Notwithstanding the legal status of 18-to-21-year-olds during that period, however, the Commissioner’s position is untenable for three reasons. First, it supposes that the first step of a Bruen analysis requires excluding individuals from “the people” if they were so excluded at the founding. That argument conflates Bruen’s two distinct analytical steps. Although the government is tasked with identifying a historical analogue at the second step of the Bruen analysis, we are not limited to looking through that same retrospective lens at the first step. If, at step one, we were rigidly limited by eighteenth century conceptual boundaries, “the people” would consist of white, landed men, and that is obviously not the state of the law.

Second, it does not follow that, just because individuals under the age of 21 lacked certain legal rights at the founding, they were ex ante excluded from the scope of “the people.” As then-Judge Barrett explained, “[n]either felons nor the mentally ill are categorically excluded from our national community.” But “[t]hat does not mean that the government cannot prevent them from possessing guns. Instead, it means that the question is whether the government has the power to disable the exercise of a right that they otherwise possess.”

Third, consistency has a claim on us. It is undisputed that 18-to-20-year-olds are among “the people” for other constitutional rights such as the right to vote, freedom of speech, peaceable assembly, government petitions, and the right against unreasonable government searches and seizures. As we recently observed in Range, there is “no reason to adopt an inconsistent reading of ‘the people.’” Indeed, wholesale exclusion of 18-to-20-yearolds from the scope of the Second Amendment would impermissibly render “the constitutional right to bear arms in public for self-defense … ‘a second-class right, subject to an entirely different body of rules than the other Bill of Rights guarantees.’”

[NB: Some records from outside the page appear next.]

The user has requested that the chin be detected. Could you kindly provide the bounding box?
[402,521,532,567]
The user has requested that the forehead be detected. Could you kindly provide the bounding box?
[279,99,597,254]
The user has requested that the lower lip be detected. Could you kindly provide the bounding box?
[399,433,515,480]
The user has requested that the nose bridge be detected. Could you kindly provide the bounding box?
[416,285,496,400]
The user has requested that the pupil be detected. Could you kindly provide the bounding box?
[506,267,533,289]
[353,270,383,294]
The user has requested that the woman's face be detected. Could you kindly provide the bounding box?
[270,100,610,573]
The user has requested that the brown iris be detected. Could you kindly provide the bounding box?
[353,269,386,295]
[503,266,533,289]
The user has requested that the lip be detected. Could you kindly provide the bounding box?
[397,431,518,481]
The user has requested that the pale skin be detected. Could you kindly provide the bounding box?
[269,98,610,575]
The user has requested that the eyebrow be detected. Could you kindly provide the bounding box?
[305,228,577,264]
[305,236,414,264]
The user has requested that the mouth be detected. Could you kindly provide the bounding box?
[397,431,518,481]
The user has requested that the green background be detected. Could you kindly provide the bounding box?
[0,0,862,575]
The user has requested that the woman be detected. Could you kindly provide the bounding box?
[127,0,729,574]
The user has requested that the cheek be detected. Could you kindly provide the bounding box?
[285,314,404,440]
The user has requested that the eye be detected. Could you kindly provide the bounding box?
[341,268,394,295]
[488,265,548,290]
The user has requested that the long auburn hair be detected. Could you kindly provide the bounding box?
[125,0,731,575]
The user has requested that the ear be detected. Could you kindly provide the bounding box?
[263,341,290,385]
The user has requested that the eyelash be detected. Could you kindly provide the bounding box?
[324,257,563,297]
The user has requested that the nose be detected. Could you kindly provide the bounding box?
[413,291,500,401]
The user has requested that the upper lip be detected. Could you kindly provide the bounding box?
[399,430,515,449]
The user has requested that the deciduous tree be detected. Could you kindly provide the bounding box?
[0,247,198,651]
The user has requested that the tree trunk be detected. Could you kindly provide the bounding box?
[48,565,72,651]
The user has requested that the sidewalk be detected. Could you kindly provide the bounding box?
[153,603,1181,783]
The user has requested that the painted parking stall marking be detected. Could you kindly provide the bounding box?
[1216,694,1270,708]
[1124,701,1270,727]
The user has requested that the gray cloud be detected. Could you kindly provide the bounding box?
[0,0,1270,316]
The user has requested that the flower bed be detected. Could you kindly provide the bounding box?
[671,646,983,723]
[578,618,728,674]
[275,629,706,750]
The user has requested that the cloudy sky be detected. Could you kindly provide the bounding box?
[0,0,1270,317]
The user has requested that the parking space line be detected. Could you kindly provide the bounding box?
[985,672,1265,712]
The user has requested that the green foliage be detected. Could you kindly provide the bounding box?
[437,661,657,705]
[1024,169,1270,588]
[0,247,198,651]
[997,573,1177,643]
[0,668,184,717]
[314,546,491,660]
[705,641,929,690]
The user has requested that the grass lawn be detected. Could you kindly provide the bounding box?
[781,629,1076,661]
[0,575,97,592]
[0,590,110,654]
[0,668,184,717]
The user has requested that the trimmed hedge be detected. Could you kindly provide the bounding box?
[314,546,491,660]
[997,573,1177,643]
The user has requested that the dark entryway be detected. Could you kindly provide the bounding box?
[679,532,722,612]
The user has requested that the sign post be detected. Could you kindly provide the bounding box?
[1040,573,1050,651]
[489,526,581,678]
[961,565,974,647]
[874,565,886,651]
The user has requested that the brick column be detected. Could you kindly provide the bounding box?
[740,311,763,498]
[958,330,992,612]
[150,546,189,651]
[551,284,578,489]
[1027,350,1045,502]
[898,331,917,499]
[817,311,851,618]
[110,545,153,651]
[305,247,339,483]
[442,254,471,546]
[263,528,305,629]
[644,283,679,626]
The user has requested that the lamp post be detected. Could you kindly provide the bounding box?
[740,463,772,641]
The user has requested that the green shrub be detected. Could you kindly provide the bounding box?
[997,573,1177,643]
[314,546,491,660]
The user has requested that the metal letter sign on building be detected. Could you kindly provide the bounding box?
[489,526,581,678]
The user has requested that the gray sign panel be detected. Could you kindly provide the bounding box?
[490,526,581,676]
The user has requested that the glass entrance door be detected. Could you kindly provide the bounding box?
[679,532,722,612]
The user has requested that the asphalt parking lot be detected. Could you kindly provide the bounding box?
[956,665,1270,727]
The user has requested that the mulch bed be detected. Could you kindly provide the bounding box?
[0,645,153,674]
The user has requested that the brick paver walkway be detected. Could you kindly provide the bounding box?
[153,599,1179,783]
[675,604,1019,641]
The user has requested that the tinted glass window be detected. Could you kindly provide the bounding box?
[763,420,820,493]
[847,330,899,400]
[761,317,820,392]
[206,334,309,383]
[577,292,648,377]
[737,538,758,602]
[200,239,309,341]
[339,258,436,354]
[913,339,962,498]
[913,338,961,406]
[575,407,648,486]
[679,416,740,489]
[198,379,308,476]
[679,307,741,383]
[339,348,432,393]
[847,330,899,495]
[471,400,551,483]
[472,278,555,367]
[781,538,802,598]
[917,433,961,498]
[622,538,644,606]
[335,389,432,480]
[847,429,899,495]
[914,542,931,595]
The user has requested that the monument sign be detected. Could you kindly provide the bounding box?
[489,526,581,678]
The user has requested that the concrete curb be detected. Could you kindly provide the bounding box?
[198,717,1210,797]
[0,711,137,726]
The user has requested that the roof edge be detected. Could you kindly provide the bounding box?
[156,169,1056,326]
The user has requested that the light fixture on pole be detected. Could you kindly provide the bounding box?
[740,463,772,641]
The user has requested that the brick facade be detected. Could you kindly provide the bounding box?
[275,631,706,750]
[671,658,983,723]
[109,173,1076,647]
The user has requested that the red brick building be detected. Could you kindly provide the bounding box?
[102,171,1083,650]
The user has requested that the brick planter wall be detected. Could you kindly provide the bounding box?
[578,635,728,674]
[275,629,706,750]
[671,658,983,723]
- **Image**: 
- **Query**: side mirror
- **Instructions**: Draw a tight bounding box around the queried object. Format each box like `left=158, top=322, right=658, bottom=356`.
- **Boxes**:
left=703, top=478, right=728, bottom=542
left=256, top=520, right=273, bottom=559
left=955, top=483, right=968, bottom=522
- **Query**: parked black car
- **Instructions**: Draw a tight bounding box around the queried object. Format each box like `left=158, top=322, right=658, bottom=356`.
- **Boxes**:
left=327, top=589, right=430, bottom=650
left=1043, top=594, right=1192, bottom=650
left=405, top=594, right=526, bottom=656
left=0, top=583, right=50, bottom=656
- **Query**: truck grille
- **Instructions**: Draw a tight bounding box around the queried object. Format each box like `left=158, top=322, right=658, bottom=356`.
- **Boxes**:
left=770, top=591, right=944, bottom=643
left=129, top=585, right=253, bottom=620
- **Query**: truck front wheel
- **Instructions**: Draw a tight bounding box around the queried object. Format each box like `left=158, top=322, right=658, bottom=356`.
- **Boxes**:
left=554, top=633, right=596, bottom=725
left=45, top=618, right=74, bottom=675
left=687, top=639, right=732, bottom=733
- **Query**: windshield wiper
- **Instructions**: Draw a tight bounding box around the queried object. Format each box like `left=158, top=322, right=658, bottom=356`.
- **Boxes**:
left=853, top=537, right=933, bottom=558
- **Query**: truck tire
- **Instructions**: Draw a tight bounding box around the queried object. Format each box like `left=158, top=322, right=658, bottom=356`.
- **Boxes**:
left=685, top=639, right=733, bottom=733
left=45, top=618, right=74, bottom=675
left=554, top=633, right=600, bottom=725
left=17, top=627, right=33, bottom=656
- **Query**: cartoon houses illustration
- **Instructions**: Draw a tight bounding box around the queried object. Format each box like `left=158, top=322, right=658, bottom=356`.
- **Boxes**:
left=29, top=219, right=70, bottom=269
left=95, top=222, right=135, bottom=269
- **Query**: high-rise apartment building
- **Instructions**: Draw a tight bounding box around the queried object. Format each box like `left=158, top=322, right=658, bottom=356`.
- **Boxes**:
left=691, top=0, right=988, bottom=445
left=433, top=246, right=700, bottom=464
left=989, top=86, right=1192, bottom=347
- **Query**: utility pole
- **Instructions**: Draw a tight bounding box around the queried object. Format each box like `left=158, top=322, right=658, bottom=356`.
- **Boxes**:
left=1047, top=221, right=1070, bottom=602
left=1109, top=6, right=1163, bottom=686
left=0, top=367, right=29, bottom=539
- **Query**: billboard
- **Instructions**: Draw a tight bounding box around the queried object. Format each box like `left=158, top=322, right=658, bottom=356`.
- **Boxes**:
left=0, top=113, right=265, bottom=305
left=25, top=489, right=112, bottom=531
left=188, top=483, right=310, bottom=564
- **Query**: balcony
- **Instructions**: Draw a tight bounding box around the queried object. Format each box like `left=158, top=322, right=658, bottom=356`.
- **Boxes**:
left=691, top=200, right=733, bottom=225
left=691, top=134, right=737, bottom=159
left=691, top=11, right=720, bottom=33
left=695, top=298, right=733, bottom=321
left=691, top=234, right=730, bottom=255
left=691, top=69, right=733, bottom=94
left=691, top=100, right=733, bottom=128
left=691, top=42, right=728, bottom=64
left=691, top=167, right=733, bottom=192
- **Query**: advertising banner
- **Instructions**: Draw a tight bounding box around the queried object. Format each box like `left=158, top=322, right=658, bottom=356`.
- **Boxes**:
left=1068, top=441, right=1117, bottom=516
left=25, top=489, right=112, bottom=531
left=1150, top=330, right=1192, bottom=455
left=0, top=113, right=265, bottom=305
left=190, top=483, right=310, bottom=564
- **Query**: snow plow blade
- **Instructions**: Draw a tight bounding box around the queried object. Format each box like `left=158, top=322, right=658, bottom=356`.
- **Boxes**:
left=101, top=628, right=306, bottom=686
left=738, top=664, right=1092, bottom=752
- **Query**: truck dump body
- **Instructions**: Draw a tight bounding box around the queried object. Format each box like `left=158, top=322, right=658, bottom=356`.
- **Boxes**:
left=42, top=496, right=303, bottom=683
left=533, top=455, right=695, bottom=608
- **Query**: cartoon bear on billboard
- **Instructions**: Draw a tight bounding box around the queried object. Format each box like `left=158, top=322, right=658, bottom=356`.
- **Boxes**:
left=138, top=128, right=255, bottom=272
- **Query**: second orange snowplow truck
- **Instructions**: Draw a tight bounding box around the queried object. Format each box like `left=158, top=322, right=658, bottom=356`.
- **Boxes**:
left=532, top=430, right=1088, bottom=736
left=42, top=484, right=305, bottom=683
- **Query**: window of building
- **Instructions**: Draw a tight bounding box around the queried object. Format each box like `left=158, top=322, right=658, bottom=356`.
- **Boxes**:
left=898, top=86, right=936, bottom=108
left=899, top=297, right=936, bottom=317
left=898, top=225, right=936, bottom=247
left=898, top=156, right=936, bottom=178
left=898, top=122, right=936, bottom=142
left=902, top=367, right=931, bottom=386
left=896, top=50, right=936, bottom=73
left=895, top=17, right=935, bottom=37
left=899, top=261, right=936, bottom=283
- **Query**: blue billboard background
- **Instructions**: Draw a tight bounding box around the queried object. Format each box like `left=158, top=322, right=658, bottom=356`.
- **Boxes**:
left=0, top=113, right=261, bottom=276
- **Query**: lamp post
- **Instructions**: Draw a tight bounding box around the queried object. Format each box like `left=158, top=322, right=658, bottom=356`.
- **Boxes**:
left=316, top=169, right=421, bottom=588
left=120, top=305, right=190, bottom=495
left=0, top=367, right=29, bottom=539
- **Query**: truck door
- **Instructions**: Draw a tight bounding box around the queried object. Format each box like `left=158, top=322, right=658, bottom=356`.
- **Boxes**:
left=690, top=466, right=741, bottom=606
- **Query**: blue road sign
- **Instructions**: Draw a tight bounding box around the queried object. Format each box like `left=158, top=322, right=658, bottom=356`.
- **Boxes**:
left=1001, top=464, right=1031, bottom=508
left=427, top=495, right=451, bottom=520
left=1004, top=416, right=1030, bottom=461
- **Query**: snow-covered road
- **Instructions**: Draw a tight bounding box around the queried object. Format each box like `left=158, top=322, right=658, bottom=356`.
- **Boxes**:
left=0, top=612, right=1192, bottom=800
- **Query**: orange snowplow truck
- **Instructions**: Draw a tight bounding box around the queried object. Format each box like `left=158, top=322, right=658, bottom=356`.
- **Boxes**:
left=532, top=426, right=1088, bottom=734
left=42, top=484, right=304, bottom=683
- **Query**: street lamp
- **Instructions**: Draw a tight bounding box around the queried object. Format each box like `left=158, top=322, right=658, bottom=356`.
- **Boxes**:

With that decided, the burden was on the state to come up with any statutes that would identify gun bans for young adults as part of the national tradition of our right to keep and bear arms. The state’s attorneys offered multiple statutes dating back to the mid-1800s, but the Fourth Circuit panel concluded that 1791, not 1868, is the more applicable time period in the Bruen test, and that the state had offered no evidence at all from that period save for a single ordinance adopted by the Pennsylvania colonial legislature in 1721 prohibiting “carry[ing] any gun or hunt[ing] on the improved or inclosed lands of any plantation other than his own[.]”

That’s hardly analogous to an outright ban on bearing arms based on an adult’s age, and the Fourth Circuit panel rightfully concluded that Pennsylvania had failed to make a convincing argument that the ban on under-21s carrying during a state of emergency is compatible with the Second Amendment. And though I didn’t have the opportunity to ask him about the Lara case, I can at least share Wisniewski’s reaction to the Third Circuit’s ruling.

Despite the shenanigans that some courts may be playing with our Second Amendment rights, I think Wisniewski is right to be optimistic about the future of 2A litigation. Yes, we’re likely to see some outrageous and inexplicable decisions from judges going forward, but unless SCOTUS rejects its own test going forward, those abuses should largely be curbed when the justices finally do get their hands on cases involving “assault weapons” bans, “sensitive places”, and other common attacks on our right to keep and bear arms.